Prosochè in greco significa “cura di sé”, ma non nel senso di una nota pubblicità che recita :”…voi valete!”.

Si tratta di ben altro.
Dobbiamo ringraziare la Dott.ssa Rosa Maria Parrinello, autrice di uno splendido articolo sulla scrittrice bolognese Cristina Campo, pubblicato sulla Rivista “La Porta d’Oriente”, per aver messo l’accento su questo particolare concetto.
Nello spiegare il percorso letterario di Cristina Campo, nota esperta di tradizione monastica orientale, Parrinello evidenzia come la scrittrice abbia costantemente ricercato un’intima relazione con se stessa, con le proprie emozioni, con la propria interiorità.
Ed è questo, quello che comunica Prosochè.
Nello stesso articolo si cita un altro scrittore Michel Foucault per il quale è di fondamentale importanza “l’intensità dei rapporti con sé, cioè delle forme nelle quali si è chiamati ad assumere sé stessi come oggetto di conoscenza e campo d’azione, allo scopo di trasformarsi, correggersi, purificarsi, edificare la propria salvezza” (Michel Foucault, La cura di sé. Storia della sessualità,Feltrinelli 1991).
Entrambe le affermazioni, sia quella dell’autrice, che quella di Foucault, evidenziano l’enorme potenziale che si nasconde dietro l’introspezione.

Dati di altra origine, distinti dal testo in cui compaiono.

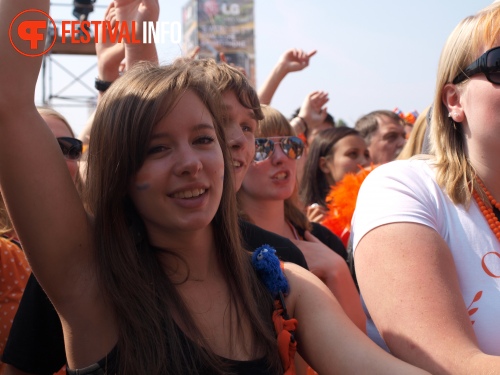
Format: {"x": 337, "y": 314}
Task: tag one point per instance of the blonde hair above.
{"x": 275, "y": 124}
{"x": 454, "y": 172}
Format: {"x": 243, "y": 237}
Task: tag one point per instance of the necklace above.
{"x": 294, "y": 231}
{"x": 487, "y": 212}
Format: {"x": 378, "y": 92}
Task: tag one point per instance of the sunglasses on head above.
{"x": 293, "y": 147}
{"x": 488, "y": 63}
{"x": 71, "y": 147}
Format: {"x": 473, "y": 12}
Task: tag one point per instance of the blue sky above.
{"x": 371, "y": 54}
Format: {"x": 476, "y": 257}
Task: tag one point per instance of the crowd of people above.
{"x": 192, "y": 228}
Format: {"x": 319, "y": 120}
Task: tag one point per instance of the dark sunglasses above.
{"x": 293, "y": 147}
{"x": 488, "y": 63}
{"x": 71, "y": 147}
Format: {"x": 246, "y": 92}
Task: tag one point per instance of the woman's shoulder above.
{"x": 411, "y": 172}
{"x": 329, "y": 238}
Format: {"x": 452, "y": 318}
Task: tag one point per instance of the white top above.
{"x": 407, "y": 191}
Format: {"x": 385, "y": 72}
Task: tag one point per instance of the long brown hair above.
{"x": 142, "y": 297}
{"x": 314, "y": 186}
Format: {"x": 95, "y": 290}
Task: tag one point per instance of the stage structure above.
{"x": 217, "y": 26}
{"x": 78, "y": 90}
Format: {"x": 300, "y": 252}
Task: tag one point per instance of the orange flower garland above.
{"x": 487, "y": 211}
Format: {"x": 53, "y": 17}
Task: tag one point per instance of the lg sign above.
{"x": 31, "y": 31}
{"x": 230, "y": 9}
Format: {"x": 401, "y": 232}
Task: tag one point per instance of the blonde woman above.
{"x": 427, "y": 232}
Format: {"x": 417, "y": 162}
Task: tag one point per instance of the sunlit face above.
{"x": 60, "y": 129}
{"x": 347, "y": 156}
{"x": 273, "y": 178}
{"x": 179, "y": 187}
{"x": 240, "y": 134}
{"x": 387, "y": 141}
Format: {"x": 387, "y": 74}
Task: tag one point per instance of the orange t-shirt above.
{"x": 14, "y": 274}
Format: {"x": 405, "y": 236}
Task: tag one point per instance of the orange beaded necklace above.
{"x": 487, "y": 211}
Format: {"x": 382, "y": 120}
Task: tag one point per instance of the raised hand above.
{"x": 109, "y": 54}
{"x": 292, "y": 60}
{"x": 138, "y": 11}
{"x": 295, "y": 60}
{"x": 313, "y": 108}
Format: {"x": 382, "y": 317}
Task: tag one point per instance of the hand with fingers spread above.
{"x": 223, "y": 59}
{"x": 293, "y": 60}
{"x": 313, "y": 109}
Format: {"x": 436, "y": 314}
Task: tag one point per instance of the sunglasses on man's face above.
{"x": 293, "y": 147}
{"x": 488, "y": 63}
{"x": 71, "y": 147}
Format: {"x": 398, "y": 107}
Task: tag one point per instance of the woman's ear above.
{"x": 322, "y": 164}
{"x": 451, "y": 99}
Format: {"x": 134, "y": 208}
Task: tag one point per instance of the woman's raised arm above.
{"x": 327, "y": 339}
{"x": 42, "y": 200}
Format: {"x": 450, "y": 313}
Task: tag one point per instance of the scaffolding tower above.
{"x": 78, "y": 90}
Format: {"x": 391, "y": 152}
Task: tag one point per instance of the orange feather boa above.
{"x": 341, "y": 202}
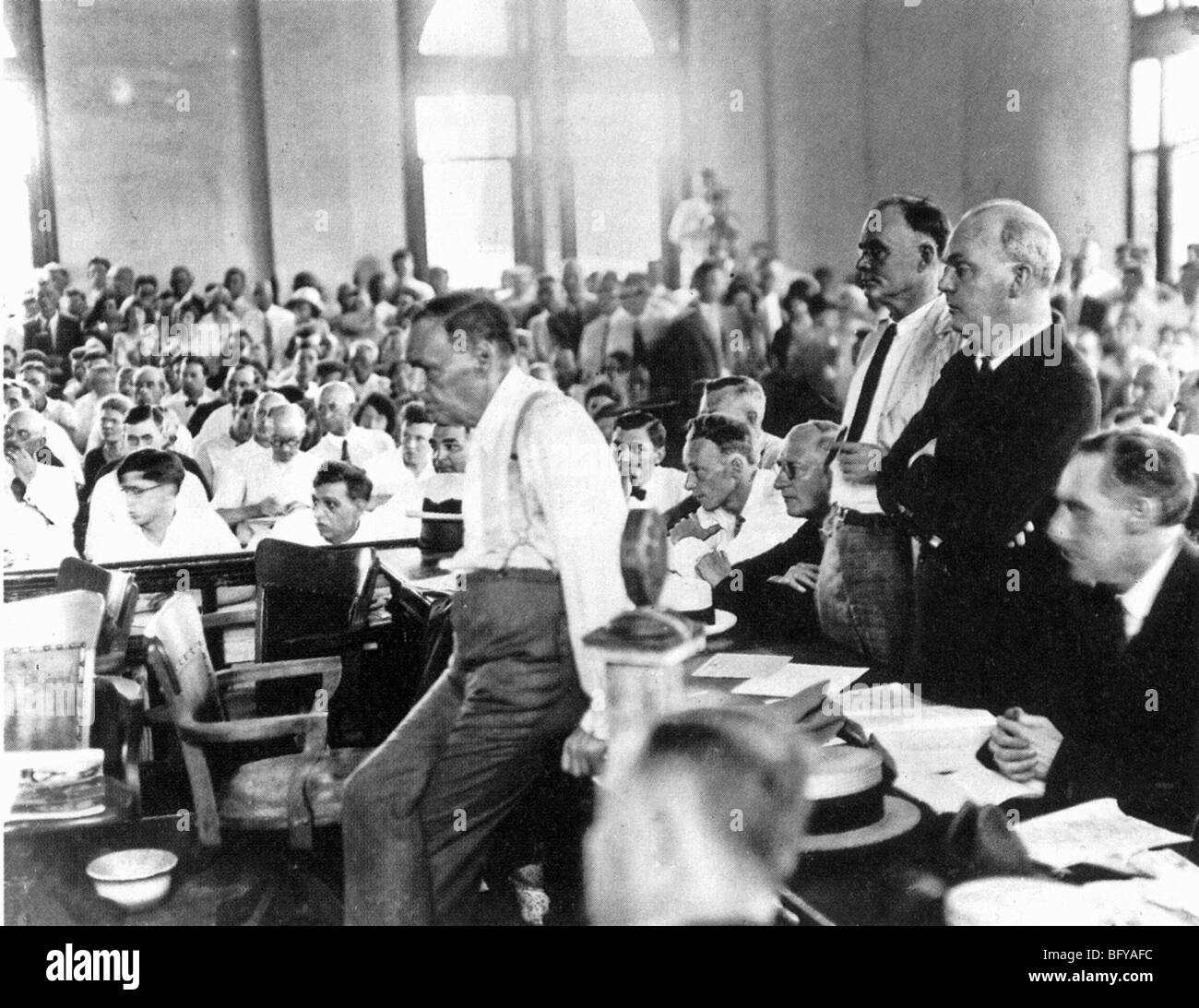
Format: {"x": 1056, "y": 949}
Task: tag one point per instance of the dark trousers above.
{"x": 419, "y": 815}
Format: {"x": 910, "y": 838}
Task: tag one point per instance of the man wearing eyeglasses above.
{"x": 774, "y": 593}
{"x": 106, "y": 515}
{"x": 253, "y": 496}
{"x": 864, "y": 590}
{"x": 150, "y": 482}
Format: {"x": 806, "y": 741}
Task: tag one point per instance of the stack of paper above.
{"x": 792, "y": 679}
{"x": 1091, "y": 833}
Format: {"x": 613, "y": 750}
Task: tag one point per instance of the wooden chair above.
{"x": 312, "y": 602}
{"x": 120, "y": 593}
{"x": 296, "y": 791}
{"x": 51, "y": 655}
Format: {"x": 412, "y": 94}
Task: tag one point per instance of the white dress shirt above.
{"x": 64, "y": 450}
{"x": 300, "y": 528}
{"x": 176, "y": 402}
{"x": 766, "y": 524}
{"x": 192, "y": 532}
{"x": 664, "y": 488}
{"x": 863, "y": 496}
{"x": 1139, "y": 599}
{"x": 392, "y": 479}
{"x": 364, "y": 445}
{"x": 215, "y": 424}
{"x": 559, "y": 508}
{"x": 109, "y": 521}
{"x": 215, "y": 456}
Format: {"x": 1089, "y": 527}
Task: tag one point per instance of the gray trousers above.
{"x": 419, "y": 814}
{"x": 864, "y": 591}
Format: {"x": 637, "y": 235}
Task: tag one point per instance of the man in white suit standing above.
{"x": 864, "y": 588}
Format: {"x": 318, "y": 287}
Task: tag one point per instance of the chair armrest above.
{"x": 313, "y": 725}
{"x": 328, "y": 669}
{"x": 119, "y": 717}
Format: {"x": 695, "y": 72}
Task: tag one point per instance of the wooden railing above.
{"x": 180, "y": 573}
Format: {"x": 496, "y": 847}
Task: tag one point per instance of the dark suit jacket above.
{"x": 766, "y": 611}
{"x": 1003, "y": 440}
{"x": 1130, "y": 713}
{"x": 200, "y": 414}
{"x": 680, "y": 359}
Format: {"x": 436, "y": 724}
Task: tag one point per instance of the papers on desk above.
{"x": 1091, "y": 833}
{"x": 774, "y": 675}
{"x": 794, "y": 679}
{"x": 934, "y": 747}
{"x": 740, "y": 667}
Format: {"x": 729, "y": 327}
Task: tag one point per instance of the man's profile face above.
{"x": 456, "y": 390}
{"x": 112, "y": 427}
{"x": 144, "y": 435}
{"x": 243, "y": 380}
{"x": 711, "y": 476}
{"x": 635, "y": 453}
{"x": 148, "y": 390}
{"x": 802, "y": 479}
{"x": 334, "y": 412}
{"x": 336, "y": 513}
{"x": 1089, "y": 527}
{"x": 147, "y": 500}
{"x": 448, "y": 446}
{"x": 888, "y": 255}
{"x": 415, "y": 445}
{"x": 976, "y": 277}
{"x": 286, "y": 438}
{"x": 192, "y": 381}
{"x": 731, "y": 403}
{"x": 36, "y": 381}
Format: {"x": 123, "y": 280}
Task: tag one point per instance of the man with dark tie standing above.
{"x": 1123, "y": 655}
{"x": 972, "y": 475}
{"x": 863, "y": 592}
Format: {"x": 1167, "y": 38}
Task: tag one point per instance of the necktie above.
{"x": 871, "y": 384}
{"x": 1110, "y": 620}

Scomponendo la frase di quest’ultimo, vediamo che :”l’intensità dei rapporti con sé…” è la condizione imprescindibile per vivere compenetrando la propria essenza, per rivalutare ogni nostro aspetto caratteriale alla luce di un impegno rinnovato con noi stessi.
E poi : “…cioè delle forme nelle quali si è chiamati ad assumere sé stessi come oggetto di conoscenza e campo d’azione…”. Qui possiamo individuare la nascita della decisione di “prendersi in carico” di accettare l’inderogabilità di questa necessità.
Assumere noi stessi, in definitiva, altro non è che il semplice riconoscere la nostra unicità, la responsabilità di “essere”, l’autorizzarsi a individuare in noi quella struttura divina che opera la trasformazione.
L’autore parla di “forme” nelle quali si è chiamati ad assumere sé stessi. Queste forme hanno un significato simbolico , fortemente evocativo. Si pensi alle svariate manifestazioni di disagio come le psicosi, gli stati depressivi, le fobie e non tralasciamo nemmeno eccessi di energia, iperattività e la nostra spiritualità atrofizzata. Tutte queste forme sono un richiamo a “prendersi in carico”.
Significa che noi stessi emettiamo questo segnale di allerta che chiede di essere ascoltato, raccolto. Quindi le forme ci spingono ad accettare il nostro stato di essere umano, a verificare l’origine della loro creazione e a scandagliare il contesto nelle quali si sono evolute, rafforzate fino a creare il disagio-problema, e noi abbiamo lo strumento dell’agire.
Come sottolinea splendidamente Foucault, il nostro campo d’azione avrà l’incarico di trasformarci, correggerci, purificarci per edificare la nostra salvezza.
Salvarsi significa concederci di esistere.
Trasformazione, correzione e purificazione, come moderni alchimisti, affrontiamo la nostra “ri-nascita”, attraverso queste tre fasi.
Ognuno di noi sa qual è il punto di inizio.